I’ve just seen The Argus article about Brighton & Hove’s Intelligent Commissioning programme, criticising work done to reform the way the City decides what it spends its money on. To me it’s a very one sided article, and makes a very common mistake.

Commissioning refers to the whole cycle of understanding needs, deciding how to respond to those needs, deciding who should provide the service, and assessing how effective it is. The diagram to the left shows this neatly (thanks to Leeds Voice).

It’s not just about saving money – it’s about doing things better, targeting scarce resources more effectively, and involving all agencies or organisations that might have knowledge about needs and ideas about improvements in the decision-making. It’s about creating a better way of working, using all the expertise we have in the City.

Central Government policy for a number of years, Labour and Coalition, has to been to open up the delivery of services.  So it might be that a charity, or a social enterprise, or a private company runs the service rather than the council.

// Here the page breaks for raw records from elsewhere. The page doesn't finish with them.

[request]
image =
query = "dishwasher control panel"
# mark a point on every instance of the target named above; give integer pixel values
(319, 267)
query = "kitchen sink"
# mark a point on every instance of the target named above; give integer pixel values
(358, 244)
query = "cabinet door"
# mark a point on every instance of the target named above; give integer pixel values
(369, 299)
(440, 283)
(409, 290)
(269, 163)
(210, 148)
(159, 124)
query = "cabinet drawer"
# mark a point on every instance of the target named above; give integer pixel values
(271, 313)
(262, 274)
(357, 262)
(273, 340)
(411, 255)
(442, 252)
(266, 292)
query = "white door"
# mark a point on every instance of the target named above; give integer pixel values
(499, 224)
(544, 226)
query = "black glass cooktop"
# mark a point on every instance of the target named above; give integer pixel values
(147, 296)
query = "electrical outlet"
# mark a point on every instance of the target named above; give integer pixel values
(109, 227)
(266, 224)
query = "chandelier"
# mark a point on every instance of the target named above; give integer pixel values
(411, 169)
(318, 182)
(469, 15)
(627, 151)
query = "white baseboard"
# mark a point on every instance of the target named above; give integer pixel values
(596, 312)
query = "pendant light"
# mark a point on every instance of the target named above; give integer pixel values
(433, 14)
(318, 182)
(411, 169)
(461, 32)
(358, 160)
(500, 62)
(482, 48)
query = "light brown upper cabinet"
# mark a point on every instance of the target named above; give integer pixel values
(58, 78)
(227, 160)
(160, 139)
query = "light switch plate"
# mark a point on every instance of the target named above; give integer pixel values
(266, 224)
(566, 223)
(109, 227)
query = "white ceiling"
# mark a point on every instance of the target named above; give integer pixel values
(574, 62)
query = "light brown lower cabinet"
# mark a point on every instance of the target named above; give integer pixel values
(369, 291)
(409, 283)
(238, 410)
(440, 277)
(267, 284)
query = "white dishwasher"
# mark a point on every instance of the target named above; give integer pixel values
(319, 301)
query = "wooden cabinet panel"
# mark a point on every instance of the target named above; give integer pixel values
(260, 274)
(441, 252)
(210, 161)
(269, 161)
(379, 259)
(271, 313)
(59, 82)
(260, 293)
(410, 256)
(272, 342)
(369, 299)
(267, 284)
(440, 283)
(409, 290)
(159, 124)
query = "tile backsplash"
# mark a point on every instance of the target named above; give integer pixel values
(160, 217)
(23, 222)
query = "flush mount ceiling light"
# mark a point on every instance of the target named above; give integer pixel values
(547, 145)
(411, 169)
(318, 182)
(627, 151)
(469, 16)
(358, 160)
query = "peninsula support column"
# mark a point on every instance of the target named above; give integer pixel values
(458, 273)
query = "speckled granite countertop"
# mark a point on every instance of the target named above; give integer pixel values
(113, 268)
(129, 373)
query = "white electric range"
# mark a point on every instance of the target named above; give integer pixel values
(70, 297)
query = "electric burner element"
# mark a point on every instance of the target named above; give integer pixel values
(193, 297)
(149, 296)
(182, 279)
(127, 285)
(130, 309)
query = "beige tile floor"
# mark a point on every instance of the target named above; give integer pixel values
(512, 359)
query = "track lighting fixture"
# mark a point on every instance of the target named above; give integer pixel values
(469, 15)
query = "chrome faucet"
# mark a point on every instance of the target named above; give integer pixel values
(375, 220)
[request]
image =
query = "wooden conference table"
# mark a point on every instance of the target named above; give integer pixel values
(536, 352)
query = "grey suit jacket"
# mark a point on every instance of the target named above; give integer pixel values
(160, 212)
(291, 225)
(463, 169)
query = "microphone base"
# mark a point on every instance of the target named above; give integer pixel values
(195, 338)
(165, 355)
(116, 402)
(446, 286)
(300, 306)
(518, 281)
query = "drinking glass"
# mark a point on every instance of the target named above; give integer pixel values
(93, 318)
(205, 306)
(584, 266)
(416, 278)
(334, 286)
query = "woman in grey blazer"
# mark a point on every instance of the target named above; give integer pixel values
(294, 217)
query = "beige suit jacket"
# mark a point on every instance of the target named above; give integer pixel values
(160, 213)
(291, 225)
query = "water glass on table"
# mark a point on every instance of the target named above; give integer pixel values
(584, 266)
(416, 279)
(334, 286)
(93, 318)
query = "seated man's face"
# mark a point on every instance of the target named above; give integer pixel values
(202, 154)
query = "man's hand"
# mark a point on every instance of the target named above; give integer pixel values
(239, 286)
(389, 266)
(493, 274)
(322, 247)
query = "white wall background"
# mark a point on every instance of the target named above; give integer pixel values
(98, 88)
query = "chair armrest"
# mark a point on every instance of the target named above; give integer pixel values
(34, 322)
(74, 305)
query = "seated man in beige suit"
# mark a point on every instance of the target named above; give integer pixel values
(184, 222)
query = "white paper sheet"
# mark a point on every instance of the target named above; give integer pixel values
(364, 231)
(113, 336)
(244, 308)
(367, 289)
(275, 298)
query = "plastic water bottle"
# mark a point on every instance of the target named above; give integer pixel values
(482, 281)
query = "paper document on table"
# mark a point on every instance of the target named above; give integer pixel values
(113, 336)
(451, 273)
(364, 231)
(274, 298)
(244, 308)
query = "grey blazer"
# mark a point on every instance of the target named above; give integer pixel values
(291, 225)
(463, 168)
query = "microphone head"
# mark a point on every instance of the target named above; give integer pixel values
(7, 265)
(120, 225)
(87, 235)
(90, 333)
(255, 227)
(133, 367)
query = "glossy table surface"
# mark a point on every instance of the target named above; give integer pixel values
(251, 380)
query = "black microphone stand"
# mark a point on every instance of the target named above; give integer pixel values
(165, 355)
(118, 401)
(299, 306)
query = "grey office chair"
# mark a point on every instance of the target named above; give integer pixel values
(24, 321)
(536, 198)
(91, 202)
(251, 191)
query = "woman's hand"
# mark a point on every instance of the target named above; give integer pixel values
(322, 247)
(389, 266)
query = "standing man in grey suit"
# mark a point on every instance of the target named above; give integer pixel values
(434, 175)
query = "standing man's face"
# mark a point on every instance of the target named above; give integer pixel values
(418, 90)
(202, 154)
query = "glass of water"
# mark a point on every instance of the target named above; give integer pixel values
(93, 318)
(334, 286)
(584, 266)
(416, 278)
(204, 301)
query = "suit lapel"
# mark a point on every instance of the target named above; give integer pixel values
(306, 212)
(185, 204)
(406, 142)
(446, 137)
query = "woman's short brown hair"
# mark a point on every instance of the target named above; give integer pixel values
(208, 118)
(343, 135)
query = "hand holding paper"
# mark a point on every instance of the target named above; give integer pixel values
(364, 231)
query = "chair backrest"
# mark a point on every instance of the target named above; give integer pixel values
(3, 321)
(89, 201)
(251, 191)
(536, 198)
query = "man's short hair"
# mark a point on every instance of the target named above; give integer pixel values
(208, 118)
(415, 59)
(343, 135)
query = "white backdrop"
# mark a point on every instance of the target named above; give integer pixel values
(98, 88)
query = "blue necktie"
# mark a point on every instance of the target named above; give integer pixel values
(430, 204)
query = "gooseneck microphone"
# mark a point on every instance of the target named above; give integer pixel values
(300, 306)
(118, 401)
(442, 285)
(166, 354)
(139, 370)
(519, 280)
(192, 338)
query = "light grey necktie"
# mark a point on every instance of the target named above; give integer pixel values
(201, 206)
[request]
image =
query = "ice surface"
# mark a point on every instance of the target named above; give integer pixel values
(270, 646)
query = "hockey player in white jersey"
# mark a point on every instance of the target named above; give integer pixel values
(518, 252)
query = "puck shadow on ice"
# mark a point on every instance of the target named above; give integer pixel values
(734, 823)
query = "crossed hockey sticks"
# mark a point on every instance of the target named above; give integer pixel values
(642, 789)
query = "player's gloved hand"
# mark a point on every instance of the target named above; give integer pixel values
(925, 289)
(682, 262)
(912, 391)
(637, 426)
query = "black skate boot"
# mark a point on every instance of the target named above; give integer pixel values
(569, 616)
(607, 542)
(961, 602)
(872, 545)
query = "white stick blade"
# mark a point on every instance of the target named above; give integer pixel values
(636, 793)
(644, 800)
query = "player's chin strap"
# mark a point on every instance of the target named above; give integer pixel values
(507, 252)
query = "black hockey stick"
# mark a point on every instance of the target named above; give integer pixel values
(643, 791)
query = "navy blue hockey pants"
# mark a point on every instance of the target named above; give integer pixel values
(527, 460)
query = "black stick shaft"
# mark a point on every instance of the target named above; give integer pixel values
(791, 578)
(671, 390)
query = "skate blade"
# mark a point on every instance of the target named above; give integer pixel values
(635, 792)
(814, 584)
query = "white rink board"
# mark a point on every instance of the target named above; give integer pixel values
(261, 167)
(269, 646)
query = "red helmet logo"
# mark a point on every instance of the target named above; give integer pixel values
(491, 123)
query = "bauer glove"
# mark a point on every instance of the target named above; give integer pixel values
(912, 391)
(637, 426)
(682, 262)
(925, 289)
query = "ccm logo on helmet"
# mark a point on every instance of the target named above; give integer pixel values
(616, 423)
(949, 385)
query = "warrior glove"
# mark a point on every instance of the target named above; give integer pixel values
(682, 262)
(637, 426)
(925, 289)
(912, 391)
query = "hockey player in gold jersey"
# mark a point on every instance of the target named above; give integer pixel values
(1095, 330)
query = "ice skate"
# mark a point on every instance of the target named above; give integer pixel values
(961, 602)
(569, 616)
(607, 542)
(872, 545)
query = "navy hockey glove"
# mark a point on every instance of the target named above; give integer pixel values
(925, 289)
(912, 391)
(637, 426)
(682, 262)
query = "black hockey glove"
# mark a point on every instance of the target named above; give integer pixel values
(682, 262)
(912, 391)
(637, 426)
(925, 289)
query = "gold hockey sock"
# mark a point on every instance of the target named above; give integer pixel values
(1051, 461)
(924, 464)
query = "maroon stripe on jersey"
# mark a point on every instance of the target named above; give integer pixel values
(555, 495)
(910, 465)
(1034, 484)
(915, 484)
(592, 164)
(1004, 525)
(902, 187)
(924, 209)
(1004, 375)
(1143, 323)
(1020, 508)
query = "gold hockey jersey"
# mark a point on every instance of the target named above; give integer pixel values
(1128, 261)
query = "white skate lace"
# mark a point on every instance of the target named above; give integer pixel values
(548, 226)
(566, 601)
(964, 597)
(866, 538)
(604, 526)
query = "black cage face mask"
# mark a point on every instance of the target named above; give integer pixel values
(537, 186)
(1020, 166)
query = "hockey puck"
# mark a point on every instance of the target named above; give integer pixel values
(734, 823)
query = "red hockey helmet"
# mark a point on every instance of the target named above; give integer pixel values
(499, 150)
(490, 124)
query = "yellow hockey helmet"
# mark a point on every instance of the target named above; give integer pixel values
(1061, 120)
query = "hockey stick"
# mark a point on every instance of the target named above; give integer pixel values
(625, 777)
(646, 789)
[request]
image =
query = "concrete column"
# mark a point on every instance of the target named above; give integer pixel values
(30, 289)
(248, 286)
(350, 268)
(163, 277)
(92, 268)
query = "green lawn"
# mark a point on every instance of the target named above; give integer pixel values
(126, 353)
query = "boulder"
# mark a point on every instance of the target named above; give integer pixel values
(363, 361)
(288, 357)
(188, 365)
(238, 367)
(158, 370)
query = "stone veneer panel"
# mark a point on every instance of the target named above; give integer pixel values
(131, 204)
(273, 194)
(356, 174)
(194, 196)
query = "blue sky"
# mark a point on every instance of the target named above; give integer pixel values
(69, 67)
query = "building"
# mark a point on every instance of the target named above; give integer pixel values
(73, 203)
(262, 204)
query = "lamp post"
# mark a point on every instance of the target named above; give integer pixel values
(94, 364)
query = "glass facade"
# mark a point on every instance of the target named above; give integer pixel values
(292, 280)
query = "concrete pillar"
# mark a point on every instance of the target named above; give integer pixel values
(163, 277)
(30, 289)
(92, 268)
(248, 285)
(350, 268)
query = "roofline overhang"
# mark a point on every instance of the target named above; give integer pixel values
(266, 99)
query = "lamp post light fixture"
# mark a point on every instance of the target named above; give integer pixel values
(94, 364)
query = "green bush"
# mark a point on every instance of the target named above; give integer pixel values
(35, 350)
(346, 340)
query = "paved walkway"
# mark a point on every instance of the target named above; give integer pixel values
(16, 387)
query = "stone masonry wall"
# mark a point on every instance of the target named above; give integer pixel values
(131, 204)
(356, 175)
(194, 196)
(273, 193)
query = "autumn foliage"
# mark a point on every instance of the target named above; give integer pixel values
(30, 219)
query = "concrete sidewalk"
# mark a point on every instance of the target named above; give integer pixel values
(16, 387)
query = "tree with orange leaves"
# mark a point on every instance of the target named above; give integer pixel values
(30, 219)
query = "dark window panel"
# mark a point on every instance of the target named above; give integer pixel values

This has been happening for years with waste disposal, for example, and many youth and children’s services are run by charities. So its unfair to equate the Intelligent Commissioning programme exclusively with outsourcing.

It certainly is fair to ask questions about progress on Intelligent Commissioning though, and indeed since the change of administration the pace of progress has been slow.

But the programme has pretty broad support in the voluntary and community sector in Brighton. This is partly because it gives us the opportunity to compete to run services for our beneficiaries, but also because it gives us a voice in decisions about how to respond to local needs. This is really important, especially at a time when so many in communities are struggling. I believe that we should be working with public sector partners to drive and contribute to positive change.